Bosonic Condensation and Emergent Phenomena in 2D Janus layers and Moiré Lattices

Non-Technical Abstract

Recently discovered Janus materials are a new class of ultra-thin crystals. Here, the name ''Janus'' comes from the ancient Roman God of beginnings and transitions with two faces one looking to the future while the other facing to the past. Like Janus himself, Janus materials have top and bottom faces made of different atoms.

This unique atomic arrangement brings promising optical properties towards next-generation quantum technologies, especially, if one manages strong interaction between materials and light. This project aims to discover new quantum properties by encapsulating these materials within a special mirror, a Bragg reflector, designed to trap light and achieve strong light-material interaction.

While doing so, an innovative educational plan is proposed to train the undergraduate and high school students in an active research environment to create next-generation science and engineering workforce. In parallel, the educational plan introduces ‘Living in a Materials World’ outreach activity to stimulate and prepare K12 students for careers in sciences and engineering through monthly and quarterly online and in-person lab tours, demonstration, and tutorial events.

Technical Abstract

Recent studies have demonstrated exciton-polaritons in two-dimensional excitonic dichalcogenides.

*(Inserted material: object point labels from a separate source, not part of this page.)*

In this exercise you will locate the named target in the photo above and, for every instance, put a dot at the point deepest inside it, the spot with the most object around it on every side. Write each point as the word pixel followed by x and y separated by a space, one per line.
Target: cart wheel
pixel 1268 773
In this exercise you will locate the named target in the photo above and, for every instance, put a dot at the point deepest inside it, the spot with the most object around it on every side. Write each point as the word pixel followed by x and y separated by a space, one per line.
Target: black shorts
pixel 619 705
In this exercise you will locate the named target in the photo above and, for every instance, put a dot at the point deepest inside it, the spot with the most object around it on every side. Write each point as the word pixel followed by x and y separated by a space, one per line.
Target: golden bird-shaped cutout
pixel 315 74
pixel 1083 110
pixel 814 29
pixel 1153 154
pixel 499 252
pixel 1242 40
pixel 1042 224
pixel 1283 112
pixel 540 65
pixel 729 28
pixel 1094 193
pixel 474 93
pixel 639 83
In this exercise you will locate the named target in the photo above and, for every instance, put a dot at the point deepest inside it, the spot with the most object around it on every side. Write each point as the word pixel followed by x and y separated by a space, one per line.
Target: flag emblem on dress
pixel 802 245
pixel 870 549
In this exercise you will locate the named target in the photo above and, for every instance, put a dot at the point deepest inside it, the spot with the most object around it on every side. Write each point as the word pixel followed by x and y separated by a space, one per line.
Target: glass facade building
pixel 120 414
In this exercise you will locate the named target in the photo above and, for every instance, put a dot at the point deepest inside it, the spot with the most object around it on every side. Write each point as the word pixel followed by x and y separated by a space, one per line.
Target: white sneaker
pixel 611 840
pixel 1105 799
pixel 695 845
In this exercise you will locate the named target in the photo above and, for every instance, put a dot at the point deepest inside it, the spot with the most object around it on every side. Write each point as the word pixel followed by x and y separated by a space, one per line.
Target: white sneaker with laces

These bosonic quasi-particles have highly appealing properties and functionalities that are not accessible with excitons alone. Exciting new material properties are possible if the density of exciton-polaritons is sufficiently increased to form polariton Bose condensates.

Here, owing to the presence of colossal dipole moment and dipolar excitons, Janus layers offer extended exciton lifetimes, exotic valley-physics, and non-linear properties that are ideal for reaching this quantum regime. As such, this project first aims to stabilize exciton-polaritons in the strong-coupling regime by encapsulating 2D Janus layers in designer high-Q factor microcavities.

Systematic studies next aim to demonstrate Bose polariton condensates in the high-density regime and establish their quantum properties. Lastly, the research team investigates the formation of topological excitons, controls the super-radiant phase formation, and explores new regimes of Bose-Hubbard physics by using their Moiré lattices and tuning its potential landscape.

Once completed, the introduced Janus and Moiré exciton-polaritons, polariton condensates, and topological excitons are anticipated to fill a large fundamental knowledge gap in the field. Potential societal impacts include high-temperature polaritonic lasers and new quantum information devices as well as educational training activities for high school and undergraduate students.

This award reflects NSF's statutory mission and has been deemed worthy of support through evaluation using the Foundation's intellectual merit and broader impacts review criteria.